Wir gucken ja eigentlich immer in die Vergangenheit und sagen: Früher war alles besser. Da kommen dann auch zurecht Leute und brüllen: Quatsch, da haben wir nur einfach total viele Dinge ignoriert. Und natürlich gab es da richtige Scheiße: Ständerhaltung, Abteilungsreiten bis zum Erbrechen, Anatomie des Pferdes wurde oft ignoriert, wenn die Schulmedizin nicht half, half nur der Schlachter und das mit der Weide hatte auch nicht jeder verinnerlicht. So können wir doch jetzt eigentlich froh sein in einer aufgeklärteren Welt zu Leben, nicht wahr? Nein. Also nicht nur jedenfalls.
Das möchte ich heute mal am Allheilmittel und Liebling der Massen – der Bodenarbeit – erläutern. Das sind Gedankenspiele – ihr müsst nicht meiner Meinung sein. Aber ihr könnt mal drüber nachdenken.

Als ich Kind war und Reiten lernte … da war das vielleicht was für Cowboys, aber bei uns longierte man ein Pferd, oder man ging mit ihm spazieren. Das war alles, was sich am Boden abspielte. Vielleicht ließ man auch noch ganz klassisch das Pferd mal in der Halle toben. Mehr gab es da nicht. Was nicht bedeutet, dass nicht schon damals Leute klassische Schule an der Hand bei uns im Stall betrieben haben – auch wirklich hohe Lektionen. Richtig gut, die Frau. Aber war immer so ein bisschen Zirkusreiterei.
Jetzt macht jeder Bodenarbeit. Die ganze Zeit. Irgendwie ist es auch schick geworden. Ich musste am Anfang auch auf den Boden (gesundheitsbedingt). Aber ich bin halt kein Fan. Viel gebracht … hm … kann ich im Nachhinein nicht mal sagen. Aber ich wäre auch nicht dort mit meinem Pferd wo ich jetzt wäre, wenn es nicht endlich auch mal Alternativen zu manchen Dingen gäbe. Was es halt früher nicht zwingend gab. Und teilweise auch so gar nicht. Vor allem in Sachen Zäumung oder Sättel.

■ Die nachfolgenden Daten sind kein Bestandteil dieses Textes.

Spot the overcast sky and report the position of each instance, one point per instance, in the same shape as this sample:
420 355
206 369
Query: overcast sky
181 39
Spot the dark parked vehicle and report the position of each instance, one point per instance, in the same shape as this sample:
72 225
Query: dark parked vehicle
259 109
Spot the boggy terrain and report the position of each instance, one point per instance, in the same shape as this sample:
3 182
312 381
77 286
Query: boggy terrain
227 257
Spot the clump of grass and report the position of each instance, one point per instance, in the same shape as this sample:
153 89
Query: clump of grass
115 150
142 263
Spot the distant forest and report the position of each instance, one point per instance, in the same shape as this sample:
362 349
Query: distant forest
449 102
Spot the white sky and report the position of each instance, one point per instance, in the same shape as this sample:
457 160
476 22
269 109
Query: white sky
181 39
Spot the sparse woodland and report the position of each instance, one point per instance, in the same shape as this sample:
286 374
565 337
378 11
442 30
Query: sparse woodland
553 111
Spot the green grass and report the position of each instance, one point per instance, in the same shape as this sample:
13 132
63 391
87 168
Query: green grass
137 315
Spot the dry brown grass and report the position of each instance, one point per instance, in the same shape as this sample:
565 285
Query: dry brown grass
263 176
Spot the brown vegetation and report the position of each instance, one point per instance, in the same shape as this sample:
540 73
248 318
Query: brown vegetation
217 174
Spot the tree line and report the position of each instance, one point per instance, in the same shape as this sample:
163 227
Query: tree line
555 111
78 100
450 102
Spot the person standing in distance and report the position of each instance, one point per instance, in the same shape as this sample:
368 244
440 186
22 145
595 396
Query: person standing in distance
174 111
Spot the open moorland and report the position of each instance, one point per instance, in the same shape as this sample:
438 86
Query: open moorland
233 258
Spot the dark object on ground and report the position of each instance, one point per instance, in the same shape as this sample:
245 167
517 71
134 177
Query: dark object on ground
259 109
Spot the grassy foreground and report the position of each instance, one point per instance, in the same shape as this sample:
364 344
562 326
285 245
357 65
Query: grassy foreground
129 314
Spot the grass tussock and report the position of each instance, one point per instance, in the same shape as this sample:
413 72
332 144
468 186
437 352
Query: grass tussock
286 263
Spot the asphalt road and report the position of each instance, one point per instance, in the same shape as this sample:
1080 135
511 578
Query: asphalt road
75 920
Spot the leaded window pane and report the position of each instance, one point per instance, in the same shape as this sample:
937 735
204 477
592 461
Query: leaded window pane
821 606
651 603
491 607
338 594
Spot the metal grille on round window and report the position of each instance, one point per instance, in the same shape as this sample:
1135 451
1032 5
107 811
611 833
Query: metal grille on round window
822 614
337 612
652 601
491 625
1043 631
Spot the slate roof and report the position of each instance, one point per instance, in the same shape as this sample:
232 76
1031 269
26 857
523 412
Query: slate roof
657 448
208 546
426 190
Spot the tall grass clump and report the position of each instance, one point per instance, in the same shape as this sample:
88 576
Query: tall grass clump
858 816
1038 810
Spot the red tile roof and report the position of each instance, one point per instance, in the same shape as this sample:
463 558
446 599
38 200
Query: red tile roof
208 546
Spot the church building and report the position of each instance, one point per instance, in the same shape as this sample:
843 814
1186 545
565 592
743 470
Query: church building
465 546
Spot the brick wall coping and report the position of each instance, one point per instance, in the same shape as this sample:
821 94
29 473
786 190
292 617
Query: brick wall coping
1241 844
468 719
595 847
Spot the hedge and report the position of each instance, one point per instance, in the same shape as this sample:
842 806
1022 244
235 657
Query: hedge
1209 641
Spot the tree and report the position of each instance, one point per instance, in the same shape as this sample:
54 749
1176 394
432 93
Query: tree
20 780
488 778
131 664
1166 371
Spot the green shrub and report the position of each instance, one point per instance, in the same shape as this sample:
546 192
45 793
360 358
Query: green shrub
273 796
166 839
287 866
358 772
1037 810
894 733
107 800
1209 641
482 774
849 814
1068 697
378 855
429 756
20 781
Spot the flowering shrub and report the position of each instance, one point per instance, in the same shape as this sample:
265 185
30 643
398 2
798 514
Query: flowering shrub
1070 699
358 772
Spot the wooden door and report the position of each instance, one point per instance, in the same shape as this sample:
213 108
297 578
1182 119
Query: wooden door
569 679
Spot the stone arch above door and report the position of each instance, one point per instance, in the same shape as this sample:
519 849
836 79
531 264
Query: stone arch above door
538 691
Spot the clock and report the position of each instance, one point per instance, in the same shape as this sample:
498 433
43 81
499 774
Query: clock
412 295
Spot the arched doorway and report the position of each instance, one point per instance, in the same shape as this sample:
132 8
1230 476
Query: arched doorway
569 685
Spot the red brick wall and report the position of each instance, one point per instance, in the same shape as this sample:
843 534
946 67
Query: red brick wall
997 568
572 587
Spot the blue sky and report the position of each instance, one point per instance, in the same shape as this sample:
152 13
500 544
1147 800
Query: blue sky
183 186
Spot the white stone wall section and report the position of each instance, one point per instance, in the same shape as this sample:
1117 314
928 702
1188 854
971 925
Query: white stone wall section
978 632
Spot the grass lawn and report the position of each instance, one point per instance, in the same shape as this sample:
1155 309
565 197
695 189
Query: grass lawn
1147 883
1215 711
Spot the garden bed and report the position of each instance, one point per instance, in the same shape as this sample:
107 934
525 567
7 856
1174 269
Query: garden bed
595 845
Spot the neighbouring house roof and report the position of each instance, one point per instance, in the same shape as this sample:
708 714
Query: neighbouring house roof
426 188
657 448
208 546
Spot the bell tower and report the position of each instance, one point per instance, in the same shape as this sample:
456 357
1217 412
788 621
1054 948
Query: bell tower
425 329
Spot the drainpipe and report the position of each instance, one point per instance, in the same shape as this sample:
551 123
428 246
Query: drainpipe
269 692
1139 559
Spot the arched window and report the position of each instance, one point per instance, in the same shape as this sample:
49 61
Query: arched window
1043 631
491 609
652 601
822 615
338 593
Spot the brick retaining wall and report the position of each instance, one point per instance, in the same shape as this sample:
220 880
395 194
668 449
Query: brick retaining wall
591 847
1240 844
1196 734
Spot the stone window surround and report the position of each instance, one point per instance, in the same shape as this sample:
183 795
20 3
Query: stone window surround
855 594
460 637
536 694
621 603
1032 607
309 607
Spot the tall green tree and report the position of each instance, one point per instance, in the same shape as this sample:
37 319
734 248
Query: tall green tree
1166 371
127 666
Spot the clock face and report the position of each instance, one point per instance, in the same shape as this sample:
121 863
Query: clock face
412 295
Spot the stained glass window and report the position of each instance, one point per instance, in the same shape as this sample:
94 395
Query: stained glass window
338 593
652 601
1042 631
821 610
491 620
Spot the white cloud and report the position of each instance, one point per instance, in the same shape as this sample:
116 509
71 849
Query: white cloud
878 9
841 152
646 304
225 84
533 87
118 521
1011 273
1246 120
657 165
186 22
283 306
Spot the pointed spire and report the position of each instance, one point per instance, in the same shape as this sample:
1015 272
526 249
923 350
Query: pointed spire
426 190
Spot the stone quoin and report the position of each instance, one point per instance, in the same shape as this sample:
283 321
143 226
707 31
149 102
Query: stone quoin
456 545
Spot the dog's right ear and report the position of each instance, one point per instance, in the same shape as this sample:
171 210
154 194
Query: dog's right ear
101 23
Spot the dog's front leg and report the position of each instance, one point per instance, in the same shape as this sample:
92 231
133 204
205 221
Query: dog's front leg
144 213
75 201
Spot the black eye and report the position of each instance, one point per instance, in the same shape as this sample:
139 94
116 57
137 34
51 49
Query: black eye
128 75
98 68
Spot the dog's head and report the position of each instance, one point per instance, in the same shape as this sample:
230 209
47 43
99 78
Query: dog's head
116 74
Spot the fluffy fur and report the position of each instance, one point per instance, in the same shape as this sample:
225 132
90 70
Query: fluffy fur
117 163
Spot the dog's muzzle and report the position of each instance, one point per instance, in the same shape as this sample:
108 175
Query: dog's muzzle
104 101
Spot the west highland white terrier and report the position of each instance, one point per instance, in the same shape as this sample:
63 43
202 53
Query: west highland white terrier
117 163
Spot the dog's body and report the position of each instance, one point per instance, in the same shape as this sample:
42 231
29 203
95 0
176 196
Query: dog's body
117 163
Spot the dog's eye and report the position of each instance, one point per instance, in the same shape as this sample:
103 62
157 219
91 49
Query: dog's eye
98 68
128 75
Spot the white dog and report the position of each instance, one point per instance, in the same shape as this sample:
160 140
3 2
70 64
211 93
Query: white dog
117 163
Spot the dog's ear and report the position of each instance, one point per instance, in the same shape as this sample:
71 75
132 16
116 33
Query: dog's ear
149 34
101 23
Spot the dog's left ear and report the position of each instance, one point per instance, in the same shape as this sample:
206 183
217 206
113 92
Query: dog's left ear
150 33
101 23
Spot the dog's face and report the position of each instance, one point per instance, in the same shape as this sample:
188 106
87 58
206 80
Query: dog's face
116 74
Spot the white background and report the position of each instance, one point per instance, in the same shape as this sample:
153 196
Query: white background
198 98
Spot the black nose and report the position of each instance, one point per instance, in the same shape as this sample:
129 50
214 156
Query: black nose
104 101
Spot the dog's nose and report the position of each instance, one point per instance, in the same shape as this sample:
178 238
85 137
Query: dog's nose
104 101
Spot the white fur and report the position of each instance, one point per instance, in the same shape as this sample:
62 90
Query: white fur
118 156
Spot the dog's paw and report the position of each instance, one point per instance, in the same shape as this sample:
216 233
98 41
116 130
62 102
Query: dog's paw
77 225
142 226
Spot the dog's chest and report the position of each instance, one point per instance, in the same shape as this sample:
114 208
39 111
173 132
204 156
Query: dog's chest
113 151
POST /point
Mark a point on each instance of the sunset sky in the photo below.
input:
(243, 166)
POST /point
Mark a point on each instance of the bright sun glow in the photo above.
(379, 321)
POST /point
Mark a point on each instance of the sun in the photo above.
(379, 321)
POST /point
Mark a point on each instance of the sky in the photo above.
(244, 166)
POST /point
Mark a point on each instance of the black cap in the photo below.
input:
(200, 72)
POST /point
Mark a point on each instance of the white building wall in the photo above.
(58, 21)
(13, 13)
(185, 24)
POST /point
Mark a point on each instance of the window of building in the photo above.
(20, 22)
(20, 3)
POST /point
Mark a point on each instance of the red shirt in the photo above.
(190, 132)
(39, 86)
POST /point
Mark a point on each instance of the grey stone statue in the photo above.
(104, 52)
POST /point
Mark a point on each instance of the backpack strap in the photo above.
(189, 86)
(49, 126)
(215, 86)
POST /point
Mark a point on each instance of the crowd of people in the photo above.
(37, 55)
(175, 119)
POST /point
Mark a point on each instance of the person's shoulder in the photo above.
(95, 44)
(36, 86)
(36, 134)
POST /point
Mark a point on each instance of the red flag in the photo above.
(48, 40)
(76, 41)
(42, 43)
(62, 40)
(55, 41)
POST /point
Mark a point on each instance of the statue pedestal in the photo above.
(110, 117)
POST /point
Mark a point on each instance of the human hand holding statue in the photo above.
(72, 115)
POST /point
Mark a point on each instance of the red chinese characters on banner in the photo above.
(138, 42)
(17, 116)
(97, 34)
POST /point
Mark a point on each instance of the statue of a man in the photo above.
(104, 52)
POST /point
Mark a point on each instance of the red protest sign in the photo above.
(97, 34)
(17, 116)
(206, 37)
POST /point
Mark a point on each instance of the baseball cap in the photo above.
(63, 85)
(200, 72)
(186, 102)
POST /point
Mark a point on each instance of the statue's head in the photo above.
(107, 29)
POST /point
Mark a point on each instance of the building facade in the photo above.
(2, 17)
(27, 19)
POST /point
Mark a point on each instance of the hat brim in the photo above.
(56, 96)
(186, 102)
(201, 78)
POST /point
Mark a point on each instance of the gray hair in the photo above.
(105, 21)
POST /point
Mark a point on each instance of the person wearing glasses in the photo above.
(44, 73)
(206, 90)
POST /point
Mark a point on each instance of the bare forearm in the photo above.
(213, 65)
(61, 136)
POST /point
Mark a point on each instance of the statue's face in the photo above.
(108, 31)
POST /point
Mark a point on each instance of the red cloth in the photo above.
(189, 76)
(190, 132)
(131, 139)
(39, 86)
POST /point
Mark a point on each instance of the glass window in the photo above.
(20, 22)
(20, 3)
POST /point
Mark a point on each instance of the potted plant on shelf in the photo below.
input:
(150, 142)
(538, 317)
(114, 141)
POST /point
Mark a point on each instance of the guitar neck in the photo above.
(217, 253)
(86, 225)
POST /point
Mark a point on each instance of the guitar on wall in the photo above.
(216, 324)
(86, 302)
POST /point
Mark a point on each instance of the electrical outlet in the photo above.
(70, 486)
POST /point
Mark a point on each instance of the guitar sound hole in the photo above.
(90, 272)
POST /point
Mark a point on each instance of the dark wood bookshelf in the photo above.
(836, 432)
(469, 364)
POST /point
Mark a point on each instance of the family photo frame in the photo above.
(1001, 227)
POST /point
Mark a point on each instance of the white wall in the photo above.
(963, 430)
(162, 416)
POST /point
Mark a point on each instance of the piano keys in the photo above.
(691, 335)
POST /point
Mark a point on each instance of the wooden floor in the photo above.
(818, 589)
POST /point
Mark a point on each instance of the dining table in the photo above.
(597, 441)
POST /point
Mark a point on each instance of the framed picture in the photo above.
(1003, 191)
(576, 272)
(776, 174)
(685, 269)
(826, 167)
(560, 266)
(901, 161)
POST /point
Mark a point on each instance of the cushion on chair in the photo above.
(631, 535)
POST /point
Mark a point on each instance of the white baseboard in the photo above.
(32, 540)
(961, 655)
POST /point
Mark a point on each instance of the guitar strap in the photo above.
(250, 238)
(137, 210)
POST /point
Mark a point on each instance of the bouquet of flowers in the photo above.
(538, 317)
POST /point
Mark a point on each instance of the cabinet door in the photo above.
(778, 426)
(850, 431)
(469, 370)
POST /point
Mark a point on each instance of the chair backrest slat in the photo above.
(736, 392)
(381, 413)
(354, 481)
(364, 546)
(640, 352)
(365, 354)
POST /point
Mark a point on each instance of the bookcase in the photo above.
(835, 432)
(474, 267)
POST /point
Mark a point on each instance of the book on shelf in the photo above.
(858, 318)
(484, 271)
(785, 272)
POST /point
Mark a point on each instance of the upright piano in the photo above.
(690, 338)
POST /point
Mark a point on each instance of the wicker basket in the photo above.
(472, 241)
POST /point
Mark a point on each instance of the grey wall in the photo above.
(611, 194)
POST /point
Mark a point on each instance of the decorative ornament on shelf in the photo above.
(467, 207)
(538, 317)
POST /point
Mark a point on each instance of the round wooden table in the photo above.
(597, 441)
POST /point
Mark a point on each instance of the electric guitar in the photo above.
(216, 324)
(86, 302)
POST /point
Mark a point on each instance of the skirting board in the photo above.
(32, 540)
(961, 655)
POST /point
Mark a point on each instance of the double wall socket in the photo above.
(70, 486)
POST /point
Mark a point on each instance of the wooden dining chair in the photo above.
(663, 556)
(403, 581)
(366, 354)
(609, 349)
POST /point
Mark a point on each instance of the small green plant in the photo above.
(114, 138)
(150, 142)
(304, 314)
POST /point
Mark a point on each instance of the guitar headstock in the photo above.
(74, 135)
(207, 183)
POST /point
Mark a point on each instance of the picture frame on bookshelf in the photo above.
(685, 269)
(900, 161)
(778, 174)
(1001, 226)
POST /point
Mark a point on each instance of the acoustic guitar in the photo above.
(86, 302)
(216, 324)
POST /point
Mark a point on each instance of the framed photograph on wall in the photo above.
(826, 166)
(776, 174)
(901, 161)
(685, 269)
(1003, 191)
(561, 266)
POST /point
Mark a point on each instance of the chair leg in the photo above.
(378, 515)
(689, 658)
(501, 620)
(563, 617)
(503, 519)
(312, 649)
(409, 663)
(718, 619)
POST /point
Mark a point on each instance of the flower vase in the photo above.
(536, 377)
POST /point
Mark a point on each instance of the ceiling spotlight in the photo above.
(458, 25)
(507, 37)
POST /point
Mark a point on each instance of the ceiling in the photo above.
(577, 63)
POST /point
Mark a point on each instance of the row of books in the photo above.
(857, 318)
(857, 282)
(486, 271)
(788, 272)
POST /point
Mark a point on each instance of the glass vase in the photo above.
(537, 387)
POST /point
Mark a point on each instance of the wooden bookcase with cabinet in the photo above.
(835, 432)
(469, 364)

Und jetzt muss ich mal zurückgehen. Was bin ich denn früher geritten? Warmblüter. Unterschiedlich in ihrer Art und Weise. Manche mit viel Blut, manche ohne. Das waren alles sehr ordentlich ausgebildete Pferde, die nicht ständig ihrem Gleichgewicht hinterherliefen und auch ein bisschen mehr konnten, als nur den Kopp zu rollen, damit der Reiter endlich Ruhe gibt. Das ist ganz offensichtlich ohne Bodenarbeit entstanden. Weil sich die meisten dieser Reitpferde ähnlich bedienen ließen. Ähnlich – nicht gleich. Unterschiedlich reiten musste man sie sehr wohl. Nun – sind ja auch Pferde. Eigentlich funktionieren die doch irgendwie alle gleich.
Eine fiel aus dem Raster – der Todesstern. Vielleicht hätte die von ein bisschen Bodenarbeit profitiert. Zumindest aber von Longenarbeit mit Kappzaum, davon bin ich überzeugt. Gab es nur nicht. Wer weiß, ob die nicht auch mal locker flockig geworden wäre … obwohl … nein. Einfach nein. Was nicht an der Bodenarbeit liegt sondern an einem Pferd mit der größten Anti-Haltung der Welt.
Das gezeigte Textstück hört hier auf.